STORM #1 (Sunday-Monday)
The first of 3 (maybe 4) storms this week will arrive overnight Sunday. The models have now come into agreement that a frontal system will approach the coast today, but stall somewhere off the coast near San Francisco. At this point, the front bifurcates a bit before ultimate plowing into the coast. Here's a high-resolution model forecast radar reflectivity for 1am Sunday evening showing the rain stretching from Eureka to San Francisco:
As you can see, the strong 995mb Low Pressure system generating the rain will be centered a few hundred miles East of San Francisco. A strong low this far south is what we expect with El Nino. Between 10pm Sunday and 10pm Monday we can expect anywhere from 0.5-1" of rain. Monday evening the rain will taper off from Storm #1.

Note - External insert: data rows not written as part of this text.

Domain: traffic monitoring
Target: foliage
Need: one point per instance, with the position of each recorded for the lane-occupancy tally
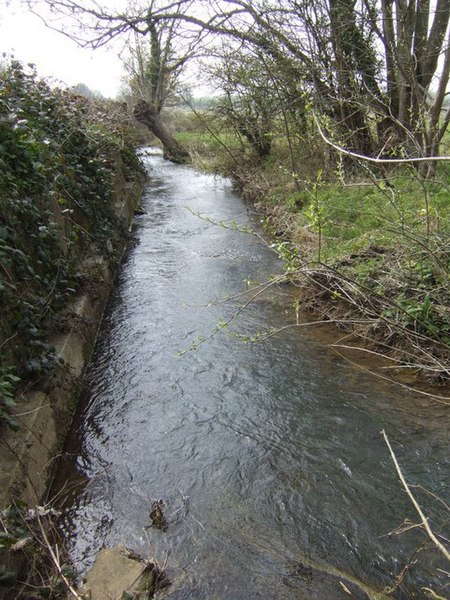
(57, 157)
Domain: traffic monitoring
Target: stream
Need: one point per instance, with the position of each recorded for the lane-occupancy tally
(275, 478)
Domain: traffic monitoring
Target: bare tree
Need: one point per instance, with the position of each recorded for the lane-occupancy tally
(377, 68)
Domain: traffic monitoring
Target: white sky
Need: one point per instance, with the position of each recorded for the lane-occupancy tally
(25, 36)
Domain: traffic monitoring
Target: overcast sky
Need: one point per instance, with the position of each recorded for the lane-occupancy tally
(25, 36)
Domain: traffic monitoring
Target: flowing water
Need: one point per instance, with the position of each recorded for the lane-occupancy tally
(275, 479)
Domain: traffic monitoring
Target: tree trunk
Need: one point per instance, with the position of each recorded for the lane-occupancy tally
(150, 116)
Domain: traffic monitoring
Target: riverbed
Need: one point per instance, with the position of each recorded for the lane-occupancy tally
(268, 457)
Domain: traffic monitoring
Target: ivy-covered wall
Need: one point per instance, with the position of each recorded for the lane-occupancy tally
(61, 156)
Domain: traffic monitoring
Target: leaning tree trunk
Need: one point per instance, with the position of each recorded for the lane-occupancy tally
(148, 115)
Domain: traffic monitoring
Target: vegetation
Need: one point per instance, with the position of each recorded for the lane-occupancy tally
(337, 118)
(58, 157)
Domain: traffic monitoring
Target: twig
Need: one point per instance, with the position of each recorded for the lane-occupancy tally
(423, 518)
(55, 560)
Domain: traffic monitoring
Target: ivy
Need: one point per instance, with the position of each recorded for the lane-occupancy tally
(58, 157)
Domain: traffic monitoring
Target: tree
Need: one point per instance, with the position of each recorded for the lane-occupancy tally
(378, 69)
(154, 70)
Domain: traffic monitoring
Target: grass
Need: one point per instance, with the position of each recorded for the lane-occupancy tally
(380, 243)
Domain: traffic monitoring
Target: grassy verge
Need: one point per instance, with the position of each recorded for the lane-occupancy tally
(367, 247)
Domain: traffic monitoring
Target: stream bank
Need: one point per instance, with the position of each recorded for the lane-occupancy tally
(28, 455)
(267, 457)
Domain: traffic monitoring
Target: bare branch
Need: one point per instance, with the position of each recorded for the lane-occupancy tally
(424, 519)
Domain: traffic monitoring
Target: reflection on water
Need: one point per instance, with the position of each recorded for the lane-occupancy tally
(268, 456)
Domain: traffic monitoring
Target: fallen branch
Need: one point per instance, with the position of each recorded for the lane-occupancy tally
(424, 519)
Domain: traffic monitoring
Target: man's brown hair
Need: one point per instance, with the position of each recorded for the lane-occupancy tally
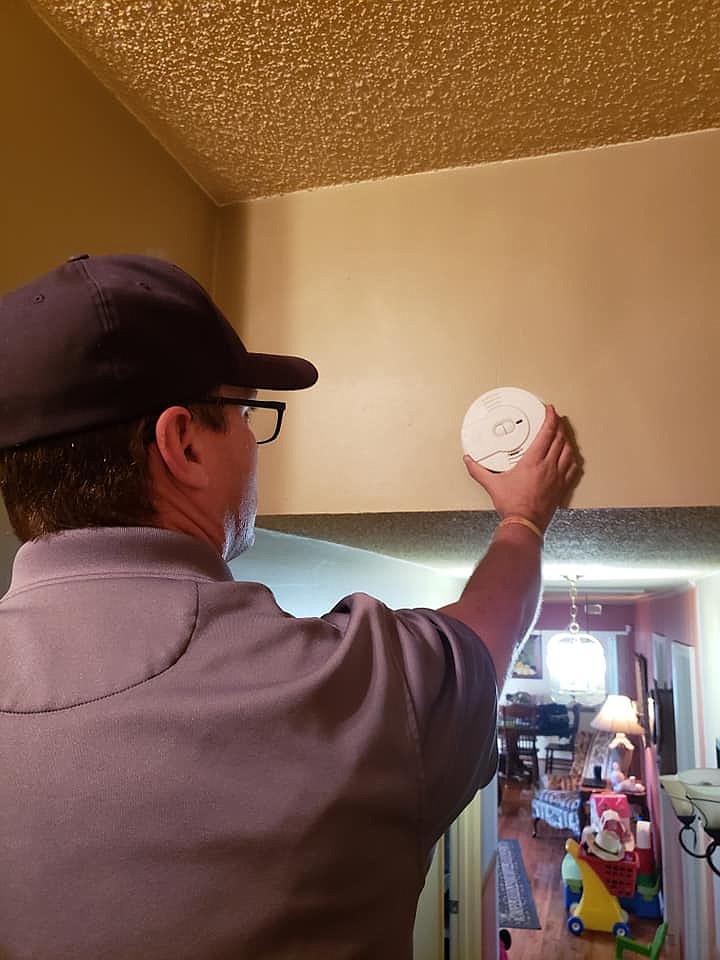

But this storm is just the beginning...
STORM #2 (Tuesday)
After a brief break Monday night, a second, stronger storm will plow through the region beginning around 8am on Tuesday. A fast moving, but very potent, frontal system will take aim on Southern California, bringing a 6-10 hour period of moderate to heavy rainfall which should bring anywhere from 1-2" to the area. This storm will be a bit colder than the first storm, and with good southerly flow out ahead of the frontal passage, the San Gabriel and other south-facing mountains are really in prime location to pick up copious amounts of orographically-generated precip. Here is a look at the forecast southerly flow (wind speeds at 925mb) just ahead of frontal passage:
The foothill regions could be looking at 2-5" of rain from this storm, with snow levels gradually dipping to 5-6K feet. The rain should taper off sometime late Tuesday evening/overnight Tuesday
STORM #3(&4) (Wednesday-Friday)
The third storm in the series looks to be the coldest, and the strongest. A 990mb low well west of the CA-OR border will first push a strong frontal system into the West Coast sometime late Wednesday evening. As the low approaches the coast it will accompanied by a screaming-fast subtropical jet aimed directly at Baja, placing Los Angeles squarely in the highly dynamic front-left quadrant. This should keep showers continuing through the day on Thursday before tapering off a bit Thursday evening. The respite won't last long as the low will finally make landfall somewhere near Eureka and push one final slop of moisture into LA. The rain should finally begin to taper off by mid-day Friday. Here's a look at the jet stream aimed directly at LA for Weds-Fri:
This third (and fourth-ish) storm should bring anywhere from 1-2" of rain, and snow levels down to 3,500 feet if the models hold up.
So how much rain?
If everything plays out this week as expected, the greater LA-area could be looking at anywhere from 3-4" of rain. Here's a map showing projected rain totals for Sunday-Friday:
As usual, I'll stay on top of this all week. But, it really does appear like El Nino has finally decided to make it's move.